In 2007 Levy, with his wife Carole Feld and partner Jeff Levin, founded Bach to Rock (B2R), a chain of music schools with an innovative curriculum based on the formation of small bands and targeted primarily to young people in grades K–12. Under the management of CIG's Education Group, B2R currently operates six schools in the Washington, DC, region and franchises nationally. In 2016 Levy and CIG colleagues created The School of the New York Times, which offers online programs in a variety of disciplines and extensive summer and gap year programs for high school students and recent graduates

==Community service and awards==
Levy was made a Chevalier des Arts et des Lettres by the Republic of France and in 1995 honored by the NYU School of Education with a "Distinguished Alumni Achievement Award" for his work as an "extraordinary arts administrator, art scholar, performing musician, philosopher and aesthetician." The following year (1996) he was named Washingtonian of the Year by Washingtonian Magazine.

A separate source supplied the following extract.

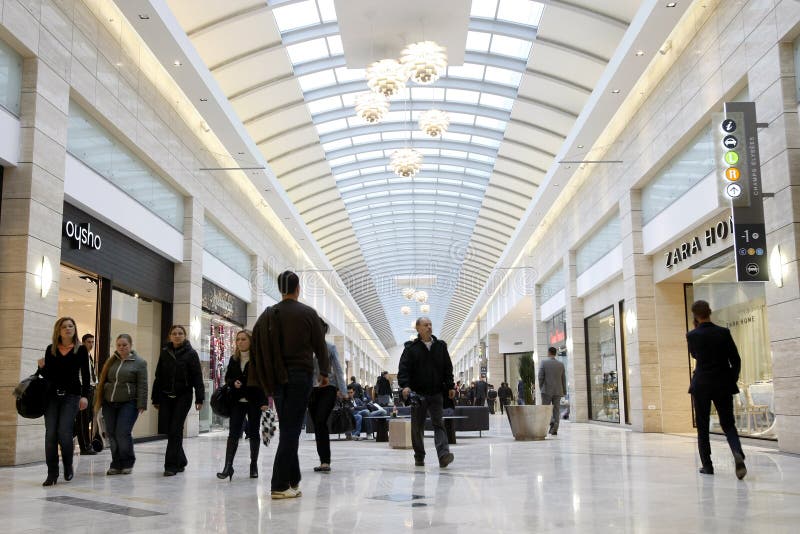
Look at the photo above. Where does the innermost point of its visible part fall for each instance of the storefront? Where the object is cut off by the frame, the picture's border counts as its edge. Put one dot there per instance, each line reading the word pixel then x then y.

As a graphic designer, Levy art-directed some 60 publications annually at Parsons School of Design, many of which won design awards and commendations from such organizations as the New York Art Directors Club and the American Institute of Graphic Design (AIGA). He holds honorary degrees from The New School and Cedar Crest College. He has served as a Commissioner of Arts and Humanities for the District of Columbia, as an advisor to the Smithsonian Institution, and as a trustee of the National Foundation for the Advancement of the Arts, the National Association of Schools of Art and Design, and the National Hospice Foundation. He currently serves on the boards of the Alliance for Young Artists and Writers (The Scholastic Art and Writing Awards) and the Larry Rivers Foundation. He is a member of the Century Association (NY) and the Cosmos Club (Washington, D.C.).

==Personal life==
Since his late teens, Levy has had a second career as a jazz musician and has played and toured in the United States, Europe, and Asia with some of the leading jazz artists of the 20th century. These have included Jimmy Heath, Chico Hamilton, Junior Mance, Arnie Lawrence, and Donald Byrd. He has also performed with singer Joni Mitchell and with actor/musician George Segal. With his close friend and associate, the artist Larry Rivers, he created The East Thirteenth Street Band, which recorded for both Rizzoli and Atlantic Records, performing throughout the United States in the 1980s and early 1990s. From the 1960s onwards Levy has free-lanced as a photographer and created a photographic body of work on the American industrial landscape that has been exhibited in museums and galleries in the United States and abroad.

In 1959 Levy married graphic designer and design historian, Janet Meyer. They have two children, Thomas William and Jessica Anne Levy. Separated in 1982 and later divorced, Levy married Carole L. Feld, then a vice president at PBS, in 1992. Their son, Alexander Wolf Levy, was born in 1995.

Levy and his family live in Washington, D.C.